I visited 24 services last week in both England and Wales. I was very impressed when I went to Cwrt-y-Bella in Wales to meet a young man that we support who is currently training to be a football referee. I was also very impressed when I went to Hillview in Surrey to speak to another young man who told me very proudly how he is starting voluntary work as a youth worker. At the moment, as I go around CMG services, I am reminding staff about how essential it is to have good communication with families. This is following a complaint we had from a parent where a member of staff communicated poorly and unintentionally gave the impression that the woman’s son had gone missing, causing a great deal of unnecessary distress. I was very pleased, but not surprised, to be shown the “communication with families” file at Kings Road, one of our two outstanding rated services. Every person we support has a written communication agreement with their family as to how they would like to be kept informed about developments with their next of kin and every single contact that is made with the next of kin is recorded thoroughly. This is an excellent example of good practice and one I would encourage all our services to meet.
I have also been looking at daily diaries as I have been going around services as they are a really good way of seeing what kind of life the people we support are having. Some of them are recorded in a very comprehensive way and you very clearly see people having a great quality of life with a strong emphasis on promoting independence. Others are too brief and don’t fully reflect the lives of the people being supported. Daily diaries are key to evidencing what we do with the people we support and it is essential that they are filled in thoroughly.
I was invited to attend a workshop by a local authority which is actively promoting de-registration of residential care. The presentation they gave clearly indicated a preference for supported living over residential care and implied that residential care is the poor relation of supported living.
In CMG, we run both residential care services and supported living. I think there are some myths about supported living and I would like to take this opportunity to challenge them. Yes, supported living is better than residential care because people we support have greater security of tenure and also have more disposable income. However, when it comes down to quality of life, in my experience it is far more important how competent the manager of the service is than what the label says over the door. We have taken over supported living services when we have won tenders in the past and the quality of some of them have been pretty dreadful; so the assumption that supported living is always better than residential has to be challenged.

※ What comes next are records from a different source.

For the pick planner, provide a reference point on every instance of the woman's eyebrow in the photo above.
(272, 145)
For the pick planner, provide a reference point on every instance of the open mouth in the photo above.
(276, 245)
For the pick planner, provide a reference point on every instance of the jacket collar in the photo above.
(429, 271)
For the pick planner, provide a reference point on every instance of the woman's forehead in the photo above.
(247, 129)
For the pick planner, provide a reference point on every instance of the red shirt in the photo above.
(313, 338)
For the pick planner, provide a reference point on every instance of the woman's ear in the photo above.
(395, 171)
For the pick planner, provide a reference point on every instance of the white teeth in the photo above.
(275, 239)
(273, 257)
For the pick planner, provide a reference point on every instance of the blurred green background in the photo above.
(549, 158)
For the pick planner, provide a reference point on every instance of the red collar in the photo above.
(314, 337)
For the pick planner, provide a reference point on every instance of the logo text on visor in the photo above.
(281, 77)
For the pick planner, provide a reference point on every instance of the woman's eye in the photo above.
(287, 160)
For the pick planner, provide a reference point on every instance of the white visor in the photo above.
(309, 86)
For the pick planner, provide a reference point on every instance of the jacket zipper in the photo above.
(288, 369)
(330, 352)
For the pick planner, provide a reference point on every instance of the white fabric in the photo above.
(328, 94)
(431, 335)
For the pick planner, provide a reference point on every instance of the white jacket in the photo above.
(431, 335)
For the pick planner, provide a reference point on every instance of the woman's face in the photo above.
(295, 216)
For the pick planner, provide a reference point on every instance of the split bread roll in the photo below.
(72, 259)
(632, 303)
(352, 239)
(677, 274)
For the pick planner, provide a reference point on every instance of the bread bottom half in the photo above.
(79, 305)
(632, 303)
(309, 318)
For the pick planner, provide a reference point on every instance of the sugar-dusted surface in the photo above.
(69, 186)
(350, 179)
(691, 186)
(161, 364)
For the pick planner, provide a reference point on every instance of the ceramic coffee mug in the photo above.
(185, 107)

There are also downsides to supported living which never seem to get discussed. I would like to highlight two of those:
• Most providers (CMG is an exception) register supported living as domiciliary care. This means that one registered office, that potentially oversees 20 or more services, is registered and inspected by CQC. This is different to residential care where every individual service is registered. The effect of this is that supported living services get far less regulatory scrutiny than residential care homes.
• A lot of supported living services involve service users being tenants of housing associations with a separate care provider. With some exceptions, housing associations generally have a pretty poor track record of maintaining property. In CMG, we have our own maintenance team which maintain properties that we own. They are far more responsive at fixing and repairing things than the majority of housing associations we work with; at the end of the day, we employ the maintenance team and can direct them accordingly. We can’t do the same with an independent housing provider .
As you know, we have two outstanding rated services in CMG; Kings Road in Hampshire, which is a residential home, and The Ridgeway in Essex, which is supported living. They are both fantastic services and in my opinion equally good. One is not better than the other because it is supported living.
I appreciate that there are financial incentives for local authorities to promote supported living, particularly access to housing benefit. However, at the end of the day, the money does still come from the public purse. I do wonder how often the people who set the policy that supported living is somehow far superior to residential care ever actually go into services and see what’s going on.